Economics 101: How to read national accounts
October 22, 2013 6:40 AM   Subscribe

I'm trying to reconcile two numbers from the same national statistical agency. I'm looking for a dummy's guide for what defines the difference between the two numbers and how to use one to estimate the other.

I'm looking at retail sales in South Africa.

According to national accounts, the GDP contribution in current prices in 2012 for retail, wholesale, the motor trade, catering and hotel accommodation is (in millions Rand): 452,717 (Source, p 10).

According to Stats SA's statistical releases, the value of the retail market alone (current prices, 2012, millions Rand) is 654,135 (Source, p 7). Wholesale retail is worth 1,356,722 (Source), the motor trade is worth 479,634 (Source), catering is worth 40,698 (Source) and hotel accommodation is worth 14,266 (Source).

This totals 2,545,455.

I'm aware the larger number includes taxes. The smaller number from national accounts does not. I believe the smaller number from national accounts does not double count, so a good being passed through from manufacturer to wholesaler to retailer will not be valued all through that chain discretely within the national accounts.

Nonetheless, I'm struggling to understand how an aggregate national accounts number for the whole retail/wholesale/motor trade/foodservice/hotel sectors would be less than a fifth of the actual industry size.

And specifically, I'm trying to work out for other countries where I only have the national accounts number how I can work back to an estimation of the actual market size.
posted by MuffinMan to Law & Government (6 answers total)
 
Just speculating: "the value of the retail market" sounds like the value of all the stock in those companies. Essentially, the value being referred to is how much all those companies are worth, and that's going to be a multiple of their yearly business.
posted by Chocolate Pickle at 6:49 AM on October 22, 2013


Best answer: Its because of the inputs. Most of them are coming from outside of that group - like Steel for Vehicles for example. Selling imported steel in car form counts as motor trade in one data set, while its actually a negative item to GDP, if the steel is produced locally the GDP impact is going to be captured in a different category.
Actually looking at the data itself it seems the value added of the car manufacturing is also falling into a different group.

Basically you can't really look at these two data sets and compare them - but I'd call Stats SA and speak with someone. I've never spoken with them but I have lots of experience

(In this case "Value of the retail market" = annual sales.)
posted by JPD at 6:55 AM on October 22, 2013


The "retail trade" from your second link is total sales, the "value added" in your first link is sales less input costs.

And specifically, I'm trying to work out for other countries where I only have the national accounts number how I can work back to an estimation of the actual market size.

I dont understand what you mean by market size.
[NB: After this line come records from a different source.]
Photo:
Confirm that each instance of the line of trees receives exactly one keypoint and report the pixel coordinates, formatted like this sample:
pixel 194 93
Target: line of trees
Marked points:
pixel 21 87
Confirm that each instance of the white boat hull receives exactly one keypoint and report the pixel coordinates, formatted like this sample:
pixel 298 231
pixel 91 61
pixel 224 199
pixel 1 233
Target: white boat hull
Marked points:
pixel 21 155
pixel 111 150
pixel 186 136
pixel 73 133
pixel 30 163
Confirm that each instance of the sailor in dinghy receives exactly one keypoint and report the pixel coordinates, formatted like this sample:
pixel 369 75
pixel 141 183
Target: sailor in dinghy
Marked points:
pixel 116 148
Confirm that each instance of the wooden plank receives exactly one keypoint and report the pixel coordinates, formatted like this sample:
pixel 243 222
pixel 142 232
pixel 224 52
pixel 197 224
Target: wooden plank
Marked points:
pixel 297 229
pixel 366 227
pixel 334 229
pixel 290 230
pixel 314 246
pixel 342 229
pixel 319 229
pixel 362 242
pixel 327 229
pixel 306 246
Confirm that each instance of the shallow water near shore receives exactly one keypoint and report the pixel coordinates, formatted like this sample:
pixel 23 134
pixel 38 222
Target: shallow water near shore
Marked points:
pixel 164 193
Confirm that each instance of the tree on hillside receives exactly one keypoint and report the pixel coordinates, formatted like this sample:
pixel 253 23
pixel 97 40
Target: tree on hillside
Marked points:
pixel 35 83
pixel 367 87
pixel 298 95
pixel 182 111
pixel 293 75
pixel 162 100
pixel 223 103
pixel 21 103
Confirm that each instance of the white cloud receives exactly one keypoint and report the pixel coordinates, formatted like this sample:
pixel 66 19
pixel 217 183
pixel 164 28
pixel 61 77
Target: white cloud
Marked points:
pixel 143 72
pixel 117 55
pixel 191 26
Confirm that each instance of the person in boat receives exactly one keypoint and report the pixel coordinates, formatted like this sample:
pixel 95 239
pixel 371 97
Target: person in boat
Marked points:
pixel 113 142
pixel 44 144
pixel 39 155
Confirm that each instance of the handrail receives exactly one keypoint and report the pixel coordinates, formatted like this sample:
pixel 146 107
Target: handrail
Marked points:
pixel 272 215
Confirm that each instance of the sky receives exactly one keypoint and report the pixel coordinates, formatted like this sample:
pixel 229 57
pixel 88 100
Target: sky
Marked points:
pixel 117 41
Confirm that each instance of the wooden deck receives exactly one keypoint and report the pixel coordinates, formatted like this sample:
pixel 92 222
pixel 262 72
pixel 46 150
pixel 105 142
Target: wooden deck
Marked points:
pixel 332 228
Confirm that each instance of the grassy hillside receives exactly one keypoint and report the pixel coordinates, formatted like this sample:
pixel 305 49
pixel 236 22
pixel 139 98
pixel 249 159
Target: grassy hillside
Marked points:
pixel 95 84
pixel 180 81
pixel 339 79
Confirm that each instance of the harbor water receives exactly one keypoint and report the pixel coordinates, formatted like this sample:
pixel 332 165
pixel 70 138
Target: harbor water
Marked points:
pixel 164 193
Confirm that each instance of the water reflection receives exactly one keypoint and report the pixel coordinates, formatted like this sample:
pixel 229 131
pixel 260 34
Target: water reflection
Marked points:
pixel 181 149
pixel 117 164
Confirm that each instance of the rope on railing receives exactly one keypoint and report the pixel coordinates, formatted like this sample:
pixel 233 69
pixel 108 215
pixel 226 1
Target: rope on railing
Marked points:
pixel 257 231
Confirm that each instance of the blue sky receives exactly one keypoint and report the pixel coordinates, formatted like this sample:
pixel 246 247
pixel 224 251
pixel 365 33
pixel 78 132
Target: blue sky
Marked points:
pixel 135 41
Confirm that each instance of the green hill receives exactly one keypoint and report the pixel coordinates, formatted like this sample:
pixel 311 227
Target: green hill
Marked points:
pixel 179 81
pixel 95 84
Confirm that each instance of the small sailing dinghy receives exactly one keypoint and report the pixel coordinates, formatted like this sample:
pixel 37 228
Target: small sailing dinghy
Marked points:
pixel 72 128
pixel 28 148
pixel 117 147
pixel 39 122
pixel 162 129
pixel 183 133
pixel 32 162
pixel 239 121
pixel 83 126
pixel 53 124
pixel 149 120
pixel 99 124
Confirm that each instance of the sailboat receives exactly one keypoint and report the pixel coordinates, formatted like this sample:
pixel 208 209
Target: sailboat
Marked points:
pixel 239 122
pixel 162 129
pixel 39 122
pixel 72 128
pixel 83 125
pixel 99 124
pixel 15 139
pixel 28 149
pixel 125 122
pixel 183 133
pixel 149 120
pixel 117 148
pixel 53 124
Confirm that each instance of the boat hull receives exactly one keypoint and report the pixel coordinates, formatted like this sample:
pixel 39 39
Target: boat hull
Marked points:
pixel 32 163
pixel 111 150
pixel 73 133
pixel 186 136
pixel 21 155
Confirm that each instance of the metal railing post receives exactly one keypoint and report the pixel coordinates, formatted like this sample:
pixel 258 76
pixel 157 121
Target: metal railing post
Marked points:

Do you mean the total sales in a year? If so for what industries? All retail industries? What countries? National accounts data is not necessarily comparable.
posted by shothotbot at 6:56 AM on October 22, 2013


Response by poster: By market size I mean the value of the retail market, with or without taxes, such that in theory one could say x% was from clothing retailer, y% was supermarkets etc. I.e. spend on retail within the country.
posted by MuffinMan at 7:04 AM on October 22, 2013


By market size I mean the value of the retail market, with or without taxes, such that in theory one could say x% was from clothing retailer, y% was supermarkets etc. I.e. spend on retail within the country.

If you want the proportion of retail sales from a given sector I would look at something like page 2 of your second link, the "weight" column. If you want to generalize to other countries, however, I would suggest limiting yourself to those with a similar GDP per capita, say within USD 5,000 as people buy different things at different stages of development.
posted by shothotbot at 7:24 AM on October 22, 2013


Best answer: So it's the difference between value added and total sales you're after.

GDP from the expenditure side is C + I + G + (X-M).
GDP from the income side is Labour income + Capital Income + Land Income + Indirect Taxes.

When you see the value of retail sales, only some of this counts as GDP: the cost of goods and services purchased by a retailer (could be 90% of selling price) doesn't add to GDP because it's already been counted. It's only the value added in the sector that adds to GDP. If you look at the Input Output accounts, you'll see the total value of transactions vastly exceeds GDP. It's only when you net out the costs of produced inputs to sectors that you get value added.

In general, it's not easy at all to figure out how important a sector of an economy is. And looking at industry or sectoral turnover doesn't necessarily tell you much.